Une étude publiée dans la revue Clinical Imaging par Joud Almogati, chercheur à UC San Diego Health, montre que les outils d’intelligence artificielle pour la détection du cancer du sein ne tiennent pas encore les promesses attendues par les radiologues. L’enquête, menée auprès de 215 membres de la Society of Breast Imaging et rapportée le 12 août 2026 par The Decoder, dresse un bilan en demi-teinte de ces outils approuvés par la FDA.
Une adoption déjà large, des résultats en retrait
La moitié des radiologues interrogés déclarent déjà utiliser un outil d’IA de détection dans leur pratique quotidienne, et 11 % supplémentaires envisagent de l’adopter prochainement. L’adoption est donc loin d’être marginale. Mais l’écart entre ce qui était espéré et ce qui est observé reste net sur les trois indicateurs suivis par l’étude.
Seuls 35 % des radiologues rapportent une baisse effective des taux de rappel de patientes, contre 59 % qui l’espéraient avant d’utiliser l’outil. Sur la réduction des biopsies inutiles, l’écart est plus marqué encore : 9 % seulement constatent une amélioration, alors que 36 % l’attendaient. Enfin, concernant l’épuisement professionnel, 29 % des praticiens rapportent une réduction de leur charge mentale liée à l’IA, contre 56 % qui comptaient sur ce bénéfice.

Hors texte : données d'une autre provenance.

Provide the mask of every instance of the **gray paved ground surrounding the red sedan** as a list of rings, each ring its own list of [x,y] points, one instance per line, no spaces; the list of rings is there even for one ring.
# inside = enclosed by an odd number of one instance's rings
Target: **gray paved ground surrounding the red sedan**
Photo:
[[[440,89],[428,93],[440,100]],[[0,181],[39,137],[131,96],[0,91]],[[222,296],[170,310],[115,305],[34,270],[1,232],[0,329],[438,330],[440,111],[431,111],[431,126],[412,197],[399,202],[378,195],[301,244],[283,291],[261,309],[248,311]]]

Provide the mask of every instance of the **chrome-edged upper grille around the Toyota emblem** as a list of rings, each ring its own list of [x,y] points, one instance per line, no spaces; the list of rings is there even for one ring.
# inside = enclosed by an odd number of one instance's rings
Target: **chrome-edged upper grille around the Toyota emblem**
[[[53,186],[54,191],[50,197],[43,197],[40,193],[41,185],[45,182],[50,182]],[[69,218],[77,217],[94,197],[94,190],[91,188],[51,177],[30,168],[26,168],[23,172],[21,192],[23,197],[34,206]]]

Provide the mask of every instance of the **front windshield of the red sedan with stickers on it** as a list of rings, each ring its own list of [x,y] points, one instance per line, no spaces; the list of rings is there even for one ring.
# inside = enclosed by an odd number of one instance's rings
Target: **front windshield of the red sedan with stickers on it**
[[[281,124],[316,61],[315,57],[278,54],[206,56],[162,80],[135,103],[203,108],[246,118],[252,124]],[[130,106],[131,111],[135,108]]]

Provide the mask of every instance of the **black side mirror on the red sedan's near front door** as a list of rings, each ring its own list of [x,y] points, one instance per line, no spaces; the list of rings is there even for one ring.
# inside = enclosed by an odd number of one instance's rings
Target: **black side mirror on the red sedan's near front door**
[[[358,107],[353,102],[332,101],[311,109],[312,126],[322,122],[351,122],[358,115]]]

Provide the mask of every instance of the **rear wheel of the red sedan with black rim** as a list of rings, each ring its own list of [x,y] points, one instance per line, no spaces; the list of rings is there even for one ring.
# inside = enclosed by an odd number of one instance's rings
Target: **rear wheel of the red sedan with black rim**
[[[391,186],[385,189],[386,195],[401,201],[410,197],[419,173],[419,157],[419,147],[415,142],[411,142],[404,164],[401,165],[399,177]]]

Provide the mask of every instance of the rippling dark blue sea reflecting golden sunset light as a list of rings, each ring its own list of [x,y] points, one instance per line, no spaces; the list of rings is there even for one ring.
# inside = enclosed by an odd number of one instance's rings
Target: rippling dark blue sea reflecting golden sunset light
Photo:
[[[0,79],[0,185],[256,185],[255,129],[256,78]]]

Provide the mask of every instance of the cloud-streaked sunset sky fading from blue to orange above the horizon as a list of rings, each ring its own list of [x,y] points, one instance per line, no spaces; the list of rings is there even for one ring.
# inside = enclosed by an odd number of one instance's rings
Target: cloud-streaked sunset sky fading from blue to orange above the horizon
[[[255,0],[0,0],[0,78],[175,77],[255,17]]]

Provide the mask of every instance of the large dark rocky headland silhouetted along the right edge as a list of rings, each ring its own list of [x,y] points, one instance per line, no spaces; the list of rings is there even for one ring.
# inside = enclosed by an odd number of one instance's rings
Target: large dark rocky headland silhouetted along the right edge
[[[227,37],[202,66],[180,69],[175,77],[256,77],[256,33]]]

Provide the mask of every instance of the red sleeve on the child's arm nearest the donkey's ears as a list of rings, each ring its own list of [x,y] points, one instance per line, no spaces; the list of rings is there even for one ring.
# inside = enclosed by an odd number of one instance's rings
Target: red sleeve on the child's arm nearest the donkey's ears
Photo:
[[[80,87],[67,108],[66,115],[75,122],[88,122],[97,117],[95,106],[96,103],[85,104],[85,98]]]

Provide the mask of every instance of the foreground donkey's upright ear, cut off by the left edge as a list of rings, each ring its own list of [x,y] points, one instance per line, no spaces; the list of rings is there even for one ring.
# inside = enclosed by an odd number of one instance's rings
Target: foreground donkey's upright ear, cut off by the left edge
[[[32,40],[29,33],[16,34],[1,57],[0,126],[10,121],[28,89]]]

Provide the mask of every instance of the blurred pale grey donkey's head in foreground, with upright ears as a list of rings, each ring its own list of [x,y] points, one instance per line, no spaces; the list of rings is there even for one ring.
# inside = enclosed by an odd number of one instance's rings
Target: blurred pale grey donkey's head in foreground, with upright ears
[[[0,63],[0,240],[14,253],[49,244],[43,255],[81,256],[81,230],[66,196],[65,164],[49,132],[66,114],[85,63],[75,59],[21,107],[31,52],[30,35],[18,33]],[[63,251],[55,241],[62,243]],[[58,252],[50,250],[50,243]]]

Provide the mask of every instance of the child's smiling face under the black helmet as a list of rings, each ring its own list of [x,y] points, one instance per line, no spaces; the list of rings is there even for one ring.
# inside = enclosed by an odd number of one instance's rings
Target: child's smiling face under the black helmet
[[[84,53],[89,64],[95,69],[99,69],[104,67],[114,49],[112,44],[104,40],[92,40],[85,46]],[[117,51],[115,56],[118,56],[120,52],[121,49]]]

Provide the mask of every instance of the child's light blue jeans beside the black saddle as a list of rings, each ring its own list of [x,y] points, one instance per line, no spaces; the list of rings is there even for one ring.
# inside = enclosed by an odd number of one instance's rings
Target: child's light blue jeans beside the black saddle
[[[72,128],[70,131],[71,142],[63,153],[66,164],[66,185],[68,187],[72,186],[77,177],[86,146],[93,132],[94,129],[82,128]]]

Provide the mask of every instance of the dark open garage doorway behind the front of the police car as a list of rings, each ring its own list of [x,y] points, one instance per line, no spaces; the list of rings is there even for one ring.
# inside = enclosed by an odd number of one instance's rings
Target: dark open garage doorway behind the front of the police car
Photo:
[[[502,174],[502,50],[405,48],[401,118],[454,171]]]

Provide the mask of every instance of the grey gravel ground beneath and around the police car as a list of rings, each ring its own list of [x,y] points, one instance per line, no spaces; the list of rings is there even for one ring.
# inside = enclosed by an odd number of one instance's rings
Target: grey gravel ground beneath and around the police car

Un « deuxième avis », pas un outil transformateur
Face à ces résultats, l’étude conclut que les radiologues considèrent aujourd’hui l’IA « principalement comme un deuxième avis » venant conforter leur propre lecture des images, plutôt que comme la rupture technologique annoncée. Les outils sont utiles, mais leur impact reste circonscrit à un rôle d’appoint plutôt qu’à une automatisation substantielle du diagnostic.
Les auteurs pointent deux obstacles principaux à une adoption plus transformatrice : le coût des licences, qui freine leur déploiement à grande échelle dans des services d’imagerie déjà sous tension budgétaire, et le manque de soutien institutionnel pour intégrer ces outils dans les flux de travail existants, au-delà d’une simple validation technique.
Un signal utile pour un secteur sous pression réglementaire
Ce type d’enquête de terrain, menée directement auprès des praticiens plutôt que sur la seule base des performances annoncées par les fournisseurs, offre un contrepoint utile aux discours commerciaux qui entourent l’IA médicale. Elle rappelle qu’une autorisation FDA garantit la sécurité d’un dispositif, pas nécessairement le gain clinique concret ressenti par les professionnels qui l’utilisent au quotidien.
Que montre l’étude sur l’IA et le cancer du sein ?
L’étude, publiée dans Clinical Imaging par des chercheurs de UC San Diego Health, montre que les bénéfices concrets rapportés par les radiologues (baisse des rappels, réduction des biopsies inutiles, moins de burnout) restent bien inférieurs à ceux espérés avant l’adoption des outils IA.
Combien de radiologues utilisent déjà l’IA de détection ?
Selon l’enquête menée auprès de 215 membres de la Society of Breast Imaging, 50 % des radiologues utilisent déjà un outil d’IA et 11 % supplémentaires envisagent de l’adopter.
Quels obstacles freinent une adoption plus large ?
L’étude identifie le coût des licences et le manque de soutien institutionnel pour intégrer les outils IA dans les flux de travail existants comme principaux freins.